【病変部位に応じて十二指腸温存膵頭切除術,膵中央切除術,中央区域温存膵切除術などを使いわける】
膵臓は内・外分泌機能を有する後腹膜臓器である。従来,膵臓に対する手術は,頭部病変に膵頭十二指腸切除術,体尾部病変に膵体尾部切除術,全体病変に膵全摘術が施行されてきた。しかし,その一方で術後の膵機能低下が問題となっている。これらを改善すべく,多くの外科医により術式の改良がなされてきた。
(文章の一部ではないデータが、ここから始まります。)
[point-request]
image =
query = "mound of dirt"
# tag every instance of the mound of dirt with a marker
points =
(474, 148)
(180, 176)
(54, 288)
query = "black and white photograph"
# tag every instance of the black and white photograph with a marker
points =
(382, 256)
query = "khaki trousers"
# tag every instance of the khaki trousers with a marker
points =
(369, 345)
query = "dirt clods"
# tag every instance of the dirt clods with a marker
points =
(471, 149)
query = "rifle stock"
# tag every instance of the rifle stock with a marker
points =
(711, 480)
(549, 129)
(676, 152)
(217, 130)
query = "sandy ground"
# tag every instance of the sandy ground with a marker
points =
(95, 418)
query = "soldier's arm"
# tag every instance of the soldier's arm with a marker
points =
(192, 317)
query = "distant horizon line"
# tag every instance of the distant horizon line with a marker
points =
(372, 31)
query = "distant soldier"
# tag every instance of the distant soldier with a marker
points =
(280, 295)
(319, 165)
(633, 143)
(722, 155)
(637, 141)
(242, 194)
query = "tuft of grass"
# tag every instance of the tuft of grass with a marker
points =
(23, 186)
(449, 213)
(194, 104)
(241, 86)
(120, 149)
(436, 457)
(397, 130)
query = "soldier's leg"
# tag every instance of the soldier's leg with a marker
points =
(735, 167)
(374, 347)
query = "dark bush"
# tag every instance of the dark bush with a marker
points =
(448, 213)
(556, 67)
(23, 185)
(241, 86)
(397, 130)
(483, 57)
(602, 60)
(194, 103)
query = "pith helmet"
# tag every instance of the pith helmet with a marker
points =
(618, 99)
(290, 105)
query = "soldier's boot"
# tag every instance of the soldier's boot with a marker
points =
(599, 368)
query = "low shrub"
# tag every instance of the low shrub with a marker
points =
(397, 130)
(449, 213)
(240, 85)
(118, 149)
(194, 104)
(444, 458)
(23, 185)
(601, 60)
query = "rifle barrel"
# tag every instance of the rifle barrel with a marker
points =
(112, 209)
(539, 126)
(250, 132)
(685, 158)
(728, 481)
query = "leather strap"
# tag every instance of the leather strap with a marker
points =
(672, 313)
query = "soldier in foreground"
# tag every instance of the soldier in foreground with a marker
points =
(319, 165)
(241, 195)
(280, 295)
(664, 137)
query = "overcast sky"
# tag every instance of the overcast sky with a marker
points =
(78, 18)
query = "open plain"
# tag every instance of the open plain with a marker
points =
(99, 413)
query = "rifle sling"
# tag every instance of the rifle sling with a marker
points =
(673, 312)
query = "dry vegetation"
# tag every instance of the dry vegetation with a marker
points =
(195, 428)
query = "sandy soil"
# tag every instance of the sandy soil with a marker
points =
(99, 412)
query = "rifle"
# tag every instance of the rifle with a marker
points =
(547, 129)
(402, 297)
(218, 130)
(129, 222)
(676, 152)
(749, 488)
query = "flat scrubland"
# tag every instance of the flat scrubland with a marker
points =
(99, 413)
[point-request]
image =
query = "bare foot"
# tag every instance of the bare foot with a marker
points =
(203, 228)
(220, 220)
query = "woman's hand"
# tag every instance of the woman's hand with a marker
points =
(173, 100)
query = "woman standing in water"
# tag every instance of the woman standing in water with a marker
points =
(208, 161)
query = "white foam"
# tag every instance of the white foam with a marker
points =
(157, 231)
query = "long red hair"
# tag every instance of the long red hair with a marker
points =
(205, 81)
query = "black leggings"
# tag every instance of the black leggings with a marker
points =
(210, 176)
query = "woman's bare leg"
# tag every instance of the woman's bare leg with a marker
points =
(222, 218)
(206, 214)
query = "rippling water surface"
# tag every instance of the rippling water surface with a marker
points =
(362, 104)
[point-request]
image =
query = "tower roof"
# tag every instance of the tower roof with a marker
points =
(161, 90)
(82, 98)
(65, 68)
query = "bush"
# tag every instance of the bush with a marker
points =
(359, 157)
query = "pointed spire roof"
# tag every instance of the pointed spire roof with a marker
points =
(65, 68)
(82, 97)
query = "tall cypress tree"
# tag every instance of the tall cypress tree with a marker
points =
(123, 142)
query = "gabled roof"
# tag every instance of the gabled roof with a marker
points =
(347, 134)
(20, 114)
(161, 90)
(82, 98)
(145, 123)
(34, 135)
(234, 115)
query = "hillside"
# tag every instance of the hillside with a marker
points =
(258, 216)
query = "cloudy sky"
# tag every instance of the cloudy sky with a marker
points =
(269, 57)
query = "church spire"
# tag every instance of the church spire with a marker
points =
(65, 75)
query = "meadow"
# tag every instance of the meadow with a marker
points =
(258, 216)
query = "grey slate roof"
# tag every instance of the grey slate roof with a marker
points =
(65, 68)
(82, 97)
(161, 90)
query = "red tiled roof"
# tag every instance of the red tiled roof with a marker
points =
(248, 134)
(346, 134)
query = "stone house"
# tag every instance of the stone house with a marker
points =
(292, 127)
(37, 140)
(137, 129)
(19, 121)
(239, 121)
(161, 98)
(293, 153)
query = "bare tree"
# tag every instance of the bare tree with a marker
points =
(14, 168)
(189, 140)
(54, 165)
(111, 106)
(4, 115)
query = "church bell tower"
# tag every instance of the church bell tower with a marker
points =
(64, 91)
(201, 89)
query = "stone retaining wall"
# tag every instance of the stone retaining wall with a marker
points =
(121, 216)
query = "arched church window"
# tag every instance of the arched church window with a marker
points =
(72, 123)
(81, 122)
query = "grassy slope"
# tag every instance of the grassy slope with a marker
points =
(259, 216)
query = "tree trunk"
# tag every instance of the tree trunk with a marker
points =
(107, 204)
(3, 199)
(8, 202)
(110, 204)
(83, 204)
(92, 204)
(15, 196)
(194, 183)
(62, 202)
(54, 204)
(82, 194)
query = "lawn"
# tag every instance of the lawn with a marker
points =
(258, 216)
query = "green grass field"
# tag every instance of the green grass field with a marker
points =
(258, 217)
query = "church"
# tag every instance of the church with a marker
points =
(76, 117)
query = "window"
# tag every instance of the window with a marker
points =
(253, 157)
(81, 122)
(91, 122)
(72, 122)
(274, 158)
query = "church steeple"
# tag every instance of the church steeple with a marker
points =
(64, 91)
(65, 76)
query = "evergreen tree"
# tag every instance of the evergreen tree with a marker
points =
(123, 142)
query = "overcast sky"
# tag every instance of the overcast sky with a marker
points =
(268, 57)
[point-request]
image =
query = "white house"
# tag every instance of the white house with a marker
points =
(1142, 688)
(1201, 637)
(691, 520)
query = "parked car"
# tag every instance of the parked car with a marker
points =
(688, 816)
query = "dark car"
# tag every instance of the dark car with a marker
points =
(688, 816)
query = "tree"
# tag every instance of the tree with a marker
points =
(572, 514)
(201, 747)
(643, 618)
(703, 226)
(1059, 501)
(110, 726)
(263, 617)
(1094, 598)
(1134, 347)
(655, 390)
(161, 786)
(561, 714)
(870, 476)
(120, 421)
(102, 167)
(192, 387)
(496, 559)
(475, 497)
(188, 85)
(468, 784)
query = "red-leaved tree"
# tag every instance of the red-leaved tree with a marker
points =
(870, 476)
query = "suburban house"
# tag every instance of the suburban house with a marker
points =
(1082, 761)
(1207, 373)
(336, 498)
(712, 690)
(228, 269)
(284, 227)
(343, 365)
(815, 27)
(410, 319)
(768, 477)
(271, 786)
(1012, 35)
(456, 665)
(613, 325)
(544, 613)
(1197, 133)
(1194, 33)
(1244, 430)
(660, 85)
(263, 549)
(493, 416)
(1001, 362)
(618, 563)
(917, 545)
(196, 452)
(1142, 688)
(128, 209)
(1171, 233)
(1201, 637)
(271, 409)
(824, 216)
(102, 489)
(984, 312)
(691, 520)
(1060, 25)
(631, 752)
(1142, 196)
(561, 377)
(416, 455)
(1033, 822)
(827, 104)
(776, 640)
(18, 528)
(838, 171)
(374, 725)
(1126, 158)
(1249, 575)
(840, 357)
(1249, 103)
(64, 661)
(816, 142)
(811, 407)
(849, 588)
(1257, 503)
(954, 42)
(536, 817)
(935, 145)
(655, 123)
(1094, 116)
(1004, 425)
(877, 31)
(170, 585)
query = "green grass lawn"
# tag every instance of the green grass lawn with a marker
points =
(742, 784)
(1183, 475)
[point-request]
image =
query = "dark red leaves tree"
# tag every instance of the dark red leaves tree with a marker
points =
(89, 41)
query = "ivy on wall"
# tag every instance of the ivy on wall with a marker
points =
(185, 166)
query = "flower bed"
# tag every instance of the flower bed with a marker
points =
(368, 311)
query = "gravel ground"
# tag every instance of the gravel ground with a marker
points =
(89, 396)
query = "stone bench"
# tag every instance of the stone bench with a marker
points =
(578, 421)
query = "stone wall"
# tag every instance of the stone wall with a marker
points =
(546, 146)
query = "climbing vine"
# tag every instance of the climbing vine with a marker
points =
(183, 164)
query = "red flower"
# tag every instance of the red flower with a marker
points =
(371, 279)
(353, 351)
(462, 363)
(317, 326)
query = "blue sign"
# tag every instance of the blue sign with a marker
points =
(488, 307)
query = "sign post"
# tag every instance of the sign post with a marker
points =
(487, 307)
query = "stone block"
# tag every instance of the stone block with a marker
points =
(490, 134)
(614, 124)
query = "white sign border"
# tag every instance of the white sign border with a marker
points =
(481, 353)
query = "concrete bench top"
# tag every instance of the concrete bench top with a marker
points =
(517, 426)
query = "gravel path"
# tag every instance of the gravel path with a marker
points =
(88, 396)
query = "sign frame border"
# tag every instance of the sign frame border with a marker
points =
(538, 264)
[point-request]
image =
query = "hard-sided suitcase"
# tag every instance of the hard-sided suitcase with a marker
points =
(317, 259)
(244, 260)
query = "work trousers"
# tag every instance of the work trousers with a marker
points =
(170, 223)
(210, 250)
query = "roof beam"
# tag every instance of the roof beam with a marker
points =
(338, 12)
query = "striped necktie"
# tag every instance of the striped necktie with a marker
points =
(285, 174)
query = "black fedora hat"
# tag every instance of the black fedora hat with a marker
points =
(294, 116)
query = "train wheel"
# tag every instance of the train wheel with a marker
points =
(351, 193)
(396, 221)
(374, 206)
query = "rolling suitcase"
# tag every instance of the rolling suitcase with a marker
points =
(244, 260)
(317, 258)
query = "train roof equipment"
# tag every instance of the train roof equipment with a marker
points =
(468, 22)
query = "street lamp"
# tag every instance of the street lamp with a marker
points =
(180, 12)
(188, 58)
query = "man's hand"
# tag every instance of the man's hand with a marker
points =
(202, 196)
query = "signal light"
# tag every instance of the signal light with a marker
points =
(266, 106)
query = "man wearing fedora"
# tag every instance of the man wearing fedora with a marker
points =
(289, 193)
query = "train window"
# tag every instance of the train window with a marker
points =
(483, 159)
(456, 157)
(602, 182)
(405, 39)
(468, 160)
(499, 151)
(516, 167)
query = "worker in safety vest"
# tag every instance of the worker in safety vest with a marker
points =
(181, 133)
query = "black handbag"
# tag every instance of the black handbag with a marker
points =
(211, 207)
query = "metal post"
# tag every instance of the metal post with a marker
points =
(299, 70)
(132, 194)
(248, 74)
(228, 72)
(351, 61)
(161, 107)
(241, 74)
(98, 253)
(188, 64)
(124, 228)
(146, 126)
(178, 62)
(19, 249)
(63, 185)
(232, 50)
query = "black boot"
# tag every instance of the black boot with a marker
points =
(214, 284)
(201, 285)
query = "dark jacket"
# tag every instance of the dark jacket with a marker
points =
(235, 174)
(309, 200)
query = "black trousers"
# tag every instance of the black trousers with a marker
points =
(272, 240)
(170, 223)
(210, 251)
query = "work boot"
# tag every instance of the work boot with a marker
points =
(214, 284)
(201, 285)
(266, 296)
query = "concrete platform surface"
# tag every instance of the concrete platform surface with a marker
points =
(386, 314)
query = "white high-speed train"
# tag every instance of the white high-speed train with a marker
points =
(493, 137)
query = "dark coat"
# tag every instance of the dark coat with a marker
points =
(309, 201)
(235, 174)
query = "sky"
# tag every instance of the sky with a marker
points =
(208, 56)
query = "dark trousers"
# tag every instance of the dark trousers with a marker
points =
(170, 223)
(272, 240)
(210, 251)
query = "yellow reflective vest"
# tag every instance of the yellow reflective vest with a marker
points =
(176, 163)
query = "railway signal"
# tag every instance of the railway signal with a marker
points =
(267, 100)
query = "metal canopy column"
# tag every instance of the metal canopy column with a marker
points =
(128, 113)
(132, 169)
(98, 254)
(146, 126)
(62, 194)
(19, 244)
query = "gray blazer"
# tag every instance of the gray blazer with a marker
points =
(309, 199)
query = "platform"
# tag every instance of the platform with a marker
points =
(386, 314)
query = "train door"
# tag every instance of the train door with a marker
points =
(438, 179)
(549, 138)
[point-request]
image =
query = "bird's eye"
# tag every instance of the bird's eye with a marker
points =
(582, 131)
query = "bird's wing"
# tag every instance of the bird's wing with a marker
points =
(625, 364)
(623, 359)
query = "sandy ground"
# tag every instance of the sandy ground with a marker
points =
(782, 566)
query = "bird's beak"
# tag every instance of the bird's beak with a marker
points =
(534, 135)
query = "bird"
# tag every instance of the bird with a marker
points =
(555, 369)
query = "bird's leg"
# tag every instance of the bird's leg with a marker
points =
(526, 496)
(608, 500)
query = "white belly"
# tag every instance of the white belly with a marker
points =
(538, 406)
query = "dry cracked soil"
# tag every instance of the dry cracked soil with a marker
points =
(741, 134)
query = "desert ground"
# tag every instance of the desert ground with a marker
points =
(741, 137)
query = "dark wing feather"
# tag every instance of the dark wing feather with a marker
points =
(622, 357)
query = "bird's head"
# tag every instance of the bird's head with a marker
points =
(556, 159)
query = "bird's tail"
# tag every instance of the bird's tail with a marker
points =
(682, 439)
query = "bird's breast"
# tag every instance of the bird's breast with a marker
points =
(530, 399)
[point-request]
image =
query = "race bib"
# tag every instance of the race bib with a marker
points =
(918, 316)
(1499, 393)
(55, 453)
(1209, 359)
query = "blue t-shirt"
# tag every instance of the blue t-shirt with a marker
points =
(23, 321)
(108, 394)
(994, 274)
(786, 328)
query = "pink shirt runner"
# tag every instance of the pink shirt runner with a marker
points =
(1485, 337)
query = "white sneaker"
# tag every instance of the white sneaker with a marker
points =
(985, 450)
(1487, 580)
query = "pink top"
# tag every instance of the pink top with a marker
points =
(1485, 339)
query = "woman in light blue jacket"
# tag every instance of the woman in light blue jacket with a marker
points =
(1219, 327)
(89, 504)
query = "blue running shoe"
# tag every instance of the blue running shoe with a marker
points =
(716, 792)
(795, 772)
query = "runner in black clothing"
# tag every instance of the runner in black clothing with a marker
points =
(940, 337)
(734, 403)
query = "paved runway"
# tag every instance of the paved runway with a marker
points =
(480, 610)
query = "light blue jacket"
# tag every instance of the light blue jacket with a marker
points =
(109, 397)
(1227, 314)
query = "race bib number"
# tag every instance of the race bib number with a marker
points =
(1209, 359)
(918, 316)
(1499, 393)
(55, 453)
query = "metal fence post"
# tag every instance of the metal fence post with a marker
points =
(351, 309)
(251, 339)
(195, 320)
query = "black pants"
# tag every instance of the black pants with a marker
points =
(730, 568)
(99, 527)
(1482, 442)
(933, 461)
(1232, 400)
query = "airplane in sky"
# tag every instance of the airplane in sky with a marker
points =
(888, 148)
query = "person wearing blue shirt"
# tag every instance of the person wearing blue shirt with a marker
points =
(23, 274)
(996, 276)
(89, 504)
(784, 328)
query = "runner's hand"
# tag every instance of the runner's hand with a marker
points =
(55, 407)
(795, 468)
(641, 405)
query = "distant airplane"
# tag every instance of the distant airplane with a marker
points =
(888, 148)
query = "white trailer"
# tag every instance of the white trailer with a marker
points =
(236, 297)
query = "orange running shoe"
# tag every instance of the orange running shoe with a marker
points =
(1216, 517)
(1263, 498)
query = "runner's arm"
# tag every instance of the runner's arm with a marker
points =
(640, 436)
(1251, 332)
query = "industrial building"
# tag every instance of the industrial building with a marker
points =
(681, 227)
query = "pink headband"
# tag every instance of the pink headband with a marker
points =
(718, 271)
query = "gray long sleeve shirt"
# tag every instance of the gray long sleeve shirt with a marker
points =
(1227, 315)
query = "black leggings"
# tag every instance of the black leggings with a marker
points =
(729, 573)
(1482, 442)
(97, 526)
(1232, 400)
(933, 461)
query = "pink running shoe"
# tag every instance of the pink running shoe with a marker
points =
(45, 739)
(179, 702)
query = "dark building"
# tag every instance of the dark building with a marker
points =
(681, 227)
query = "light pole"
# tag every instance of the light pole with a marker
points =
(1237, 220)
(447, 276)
現在では,医療機器の進歩も相見えて,良性疾患のみではなく低悪性度腫瘍においても,膵機能や臓器を温存する術式が行われるようになった。筆者らの施設では,1990年より13Cトリオクタノイン呼気試験を行い,膵切除後の膵機能を評価し,定型的な膵切除術に比して各種臓器・機能温存術式の有用性を示した。頭部病変では十二指腸や胆管を温存する十二指腸温存膵頭切除術1),体部病変では頭部と尾部を温存する膵中央切除術2),頭部や尾部に離れて存在する病変では体部のみを温存する中央区域温存膵切除術3)などの術式を施行している。膵切除後には各種の重篤な合併症が懸念されるが,術直後だけでなく,長期的な合併症に目を向け,QOLを重視した体に優しい膵切除術が望まれる。
【文献】
1) Horiguchi A, et al:J Hepatobiliary Pancreat Sci. 2010;17(6):792-7.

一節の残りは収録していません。